Natural reserves stressed by climate changes and indiscriminate exploitation of resources, areas struggling to cope with reception of refugees communities, multi-ethnic municipalities striving for the provision of socio-economic services. Our working contexts present different features, but a common main factor: a civil society that gives voice to social change and is actively engaged towards the progress. We work with various expressions of this civil society, encouraging partnerships for a project co-designing, that we expect to become a lever for sustainable local development.


The community approach is a methodology that links our projects in different countries. What does it mean, working with civil society? What objectives, methodologies and tools may support our approach? We discussed it during the workshop “Local development through a sustainable community approach”: three days of sharing and matching between COSV team and external actors, to integrate, with new meanings and awareness, our intervention strategy in Middle East, Balkans and Southern Africa.


“Opportunities” and “Dialogue” emerge as key words in our activities to support communities. Our projects are increasingly focused on operative models designed to build bridges through multi-cultural, multi-ethnic and multi-religious contexts, by acting as third party, respecting differences between community groups.
For example, in Macedonia, we encourage the meeting and the creation of common spaces among various ethnic communities belonging to five municipalities, to build trust and participation among all the parties involved in decisional processes. Local institutions play a key role: the restoration of institutions’ function is essential to reconnect the social framework. This can ensure not only the good ongoing of single interventions, but also a long-term sustainability of the development.


The multi-inclusive approach that we have adopted also includes private sector, local and international stakeholders. In middle-eastern contexts, like Lebanon and Turkey, we engage not only communities, but also a large number of actors belonging to profit or no-profit sectors – to experience forms of social enterprise, networking and partnership. In these contexts, host and refugees communities are at risk of developing a competitive interdependence, due to poor resources and to an almost non-existent labour market. Then, here we act to build new dialogue and job opportunities, by offering also a training support, enabling (both local and refugees) young people and unemployed to improve their capacities and to create for themselves professional profiles suitable for a new positive socio-economic environment.


We base our activities on a “bottom-up” approach that – in respect of cultural particularities – provides the gradual engaging of all social system. In our opinion, this approach is necessary if the objective has to be the resilience, namely the capacity of communities to deal with a wide range of more or less complex/sudden problems. Working for resilience requires not only an intervention on the political-economic environment, but also a multi-dimension vision, with special attention on the environment.

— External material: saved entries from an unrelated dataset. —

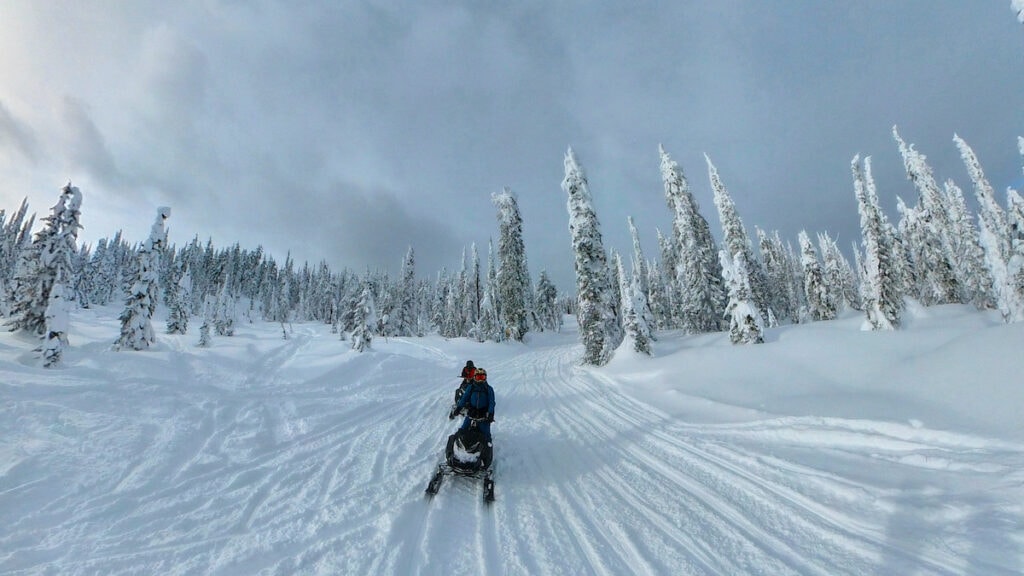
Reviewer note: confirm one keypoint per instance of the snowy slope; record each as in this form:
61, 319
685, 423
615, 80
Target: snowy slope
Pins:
827, 450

In a country frequently exposed to climate shocks like Mozambique, communities have difficulties to find an alternative at the indiscriminate exploitation of natural riches – even if those are under protection – to maintain their livelihoods. Then, in this area, we work with local management teams, trying to put ourselves as mediators between development possibilities and the need to preserve natural resources: we think that both these factors are essential to seek sustainability.


To talk about sustainability, a long-term perspective is needed: it is very important to look forward a single cooperation project. That is why we have designed our strategies starting by societies: by matching ours field operators’ best practices, it’s cleat that, to promote development, it is crucial to cooperate with beneficiaries. In this way, they will become resource producers and guarantors of long lasting solutions. The community is a driving force, a decisive actor towards sustainable change.